Department of Electrophysiology & Cardiac Pacing

Ventricular Arrhythmias Intensive Care

Quick Facts

The Ventricular Intensive Care (VIC) Unit for the intensive treatment of ventricular arrhythmias pursues the optimisation of experimental and clinical knowledge of ventricular arrhythmias, adoption of new research tools and implementation of novel therapeutic strategies, all with the aim of increasingly effective treatment of patients.

The Ventricular Intensive Care (VIC) Unit for the intensive treatment of ventricular arrhythmias was established in December 2009, after a pilot project started in 2007 because of the need to improve care for patients with heart disease with severe arrhythmias.

The extraordinary resources of modern cardiology have contributed to improve the survival of an ever increasing number of patients with potentially fatal ventricular arrhythmias.
The care of these patients requires special skills and commitment; in fact, despite the use of implantable defibrillators (which are life-saving devices) many of these patients experience frequent arrhythmic recurrences that have very serious repercussions on their physical and psychological conditions.

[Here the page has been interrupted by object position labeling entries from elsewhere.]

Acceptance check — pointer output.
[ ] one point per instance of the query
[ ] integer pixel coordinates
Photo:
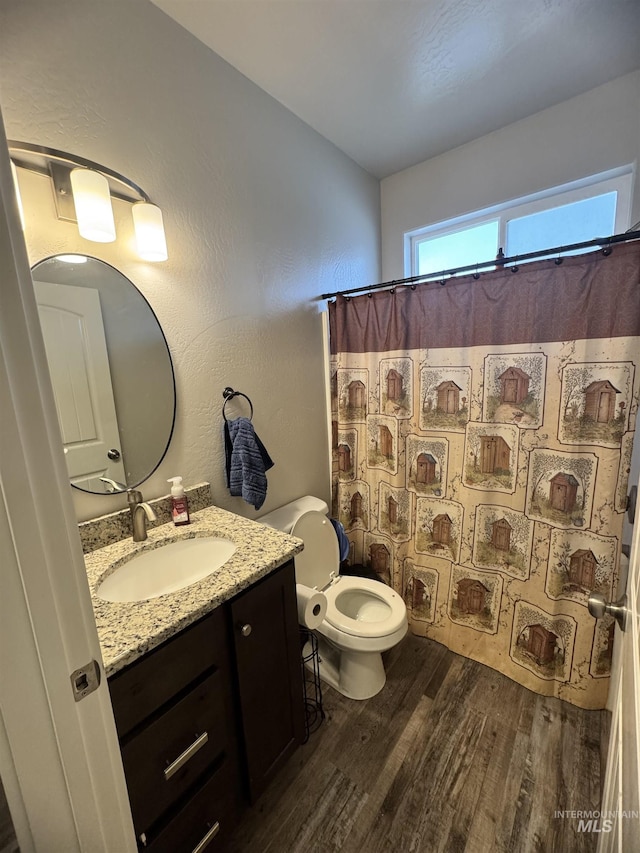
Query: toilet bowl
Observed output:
(364, 617)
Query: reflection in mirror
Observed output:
(111, 372)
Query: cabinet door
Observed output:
(267, 644)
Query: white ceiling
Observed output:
(394, 82)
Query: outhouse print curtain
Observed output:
(482, 436)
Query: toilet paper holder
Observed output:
(312, 687)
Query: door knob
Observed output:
(618, 609)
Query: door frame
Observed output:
(59, 759)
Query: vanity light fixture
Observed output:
(149, 228)
(14, 173)
(72, 259)
(92, 202)
(83, 191)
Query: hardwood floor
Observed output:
(451, 757)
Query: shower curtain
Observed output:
(482, 436)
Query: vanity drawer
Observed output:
(206, 820)
(147, 684)
(165, 759)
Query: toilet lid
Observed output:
(321, 555)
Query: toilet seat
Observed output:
(376, 610)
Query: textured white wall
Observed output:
(591, 133)
(262, 214)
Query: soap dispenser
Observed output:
(179, 505)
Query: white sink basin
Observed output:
(166, 569)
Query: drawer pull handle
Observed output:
(208, 837)
(182, 759)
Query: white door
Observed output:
(74, 339)
(620, 822)
(59, 759)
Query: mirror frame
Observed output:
(173, 374)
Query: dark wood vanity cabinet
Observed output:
(268, 667)
(207, 718)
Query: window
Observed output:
(573, 213)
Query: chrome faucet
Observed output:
(140, 513)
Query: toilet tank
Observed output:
(286, 516)
(307, 518)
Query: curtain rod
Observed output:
(498, 262)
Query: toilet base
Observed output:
(356, 675)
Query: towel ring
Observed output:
(229, 394)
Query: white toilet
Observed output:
(364, 617)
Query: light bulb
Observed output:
(149, 228)
(93, 206)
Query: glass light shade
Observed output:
(73, 259)
(93, 206)
(14, 173)
(149, 228)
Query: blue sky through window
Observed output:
(469, 246)
(560, 226)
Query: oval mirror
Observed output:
(111, 372)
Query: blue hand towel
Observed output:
(247, 478)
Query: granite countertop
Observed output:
(129, 630)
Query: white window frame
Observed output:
(615, 180)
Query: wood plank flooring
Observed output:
(451, 757)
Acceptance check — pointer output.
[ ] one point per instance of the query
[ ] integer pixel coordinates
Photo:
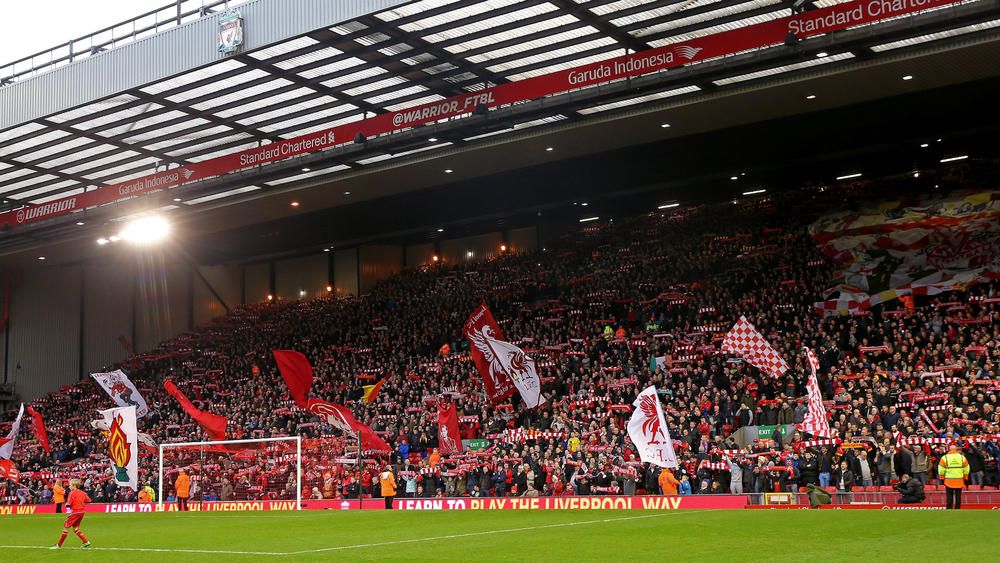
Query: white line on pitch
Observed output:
(484, 533)
(149, 550)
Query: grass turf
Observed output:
(592, 535)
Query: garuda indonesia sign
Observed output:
(230, 31)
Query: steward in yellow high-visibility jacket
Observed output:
(954, 470)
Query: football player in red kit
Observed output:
(76, 501)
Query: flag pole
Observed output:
(361, 492)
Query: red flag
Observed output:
(342, 418)
(504, 366)
(214, 425)
(496, 381)
(449, 439)
(297, 373)
(8, 470)
(746, 342)
(38, 425)
(371, 391)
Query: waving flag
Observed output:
(297, 373)
(213, 424)
(503, 366)
(371, 391)
(38, 425)
(449, 439)
(123, 450)
(8, 470)
(744, 341)
(648, 430)
(815, 421)
(340, 417)
(7, 449)
(117, 385)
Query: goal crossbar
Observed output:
(298, 461)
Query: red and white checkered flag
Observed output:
(744, 341)
(815, 421)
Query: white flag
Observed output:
(815, 421)
(101, 424)
(117, 385)
(648, 430)
(7, 447)
(123, 449)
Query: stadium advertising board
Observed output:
(766, 34)
(520, 503)
(577, 503)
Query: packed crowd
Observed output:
(608, 311)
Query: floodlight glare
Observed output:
(145, 230)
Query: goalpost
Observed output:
(251, 469)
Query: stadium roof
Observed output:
(404, 56)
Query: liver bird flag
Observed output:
(648, 430)
(503, 366)
(121, 390)
(123, 446)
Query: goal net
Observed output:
(265, 469)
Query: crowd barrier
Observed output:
(519, 503)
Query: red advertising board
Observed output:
(877, 506)
(809, 24)
(539, 503)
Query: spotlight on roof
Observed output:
(954, 158)
(145, 230)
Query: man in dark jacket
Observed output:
(903, 462)
(810, 469)
(817, 496)
(911, 489)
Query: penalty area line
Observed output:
(148, 550)
(483, 533)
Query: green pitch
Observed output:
(743, 535)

Transcatheter ablation is a procedure performed using special probes called electrocatheters, or, more rarely, using a surgical approach.
It has been performed in over 200 VIC patients in just three years and it is the most effective intervention to control these severe recurrent arrhythmias and to improve significantly the prognosis and quality of life of affected patients.
The ablation procedure, performed by electrophysiologists with specific experience in this field, requires the collaboration of various professionals from the areas of cardiology, cardiac surgery, and anaesthesiology, in the different stages of the patient’s treatment.
This is possible in the VIC Unit in which the multiple needs of a particularly demanding and complex clinical condition are managed by staff with different skills and roles working together.

Care of the VIC patient, in the critical phase and in the post-operative period, does not only mean specific technical skills within a dedicated environment, equipped with exclusive forms of monitoring and semi-intensive or intensive assistance.
It also, and above all, means the medical and nursing team offering special attention to the patient, with a strong focus on psychological aspects and pain control.

The VIC Unit conducts this process with the scope of increasing experimental and clinical knowledge of ventricular arrhythmias, adopting new research tools and implementing novel therapeutic strategies, all aimed at increasingly effective treatment of patients.

Research Activities

  • In addition to the intense clinical activity, the entire Department is intensively engaged in clinical and experimental research.
    There are different areas of scientific interest:

    • study of the pathophysiology of atrial fibrillation in different clinical manifestations and in different clinical contexts (valvular pathology, heart failure, hypertrophic cardiomyopathy);
    • etiopathogenetic research of cardiomyopathies, by means of an electroanatomical mapping study associated with endomyocardial biopsy for genetic, genomic and histological analysis of the analysed tissue;
    • genetic-functional correlations of neuropathies and muscular dystrophy with pathologies of heart rhythm and electrical impulse conduction;
    • evaluation of the arrhythmic substrate in the different forms of cardiopathy, by a combined endo-epicardial electroanatomical mapping study;
    • evaluation of different forms of alternative ablative energy (laser energy, cryoenergy,...) for the ablation of atrial fibrillation in both experimental (animal studies) and clinical settings;
    • study in collaboration with cardiosurgery for the ablation of idiopathic atrial fibrillation by thoracoscopy;
    • clinical evaluation of 3-dimensional intracavity navigation systems without the aid of radioscopy;
    • clinical evaluation of a robotic magnetic navigation system for the mapping and transcatheter ablation procedures of atrial and ventricular arrhythmias.
    • functional evaluation of contractile dysergia and hemodynamic correlations by non-contact mapping of the electrical activation of the left ventricle to guide re-synchronization therapy.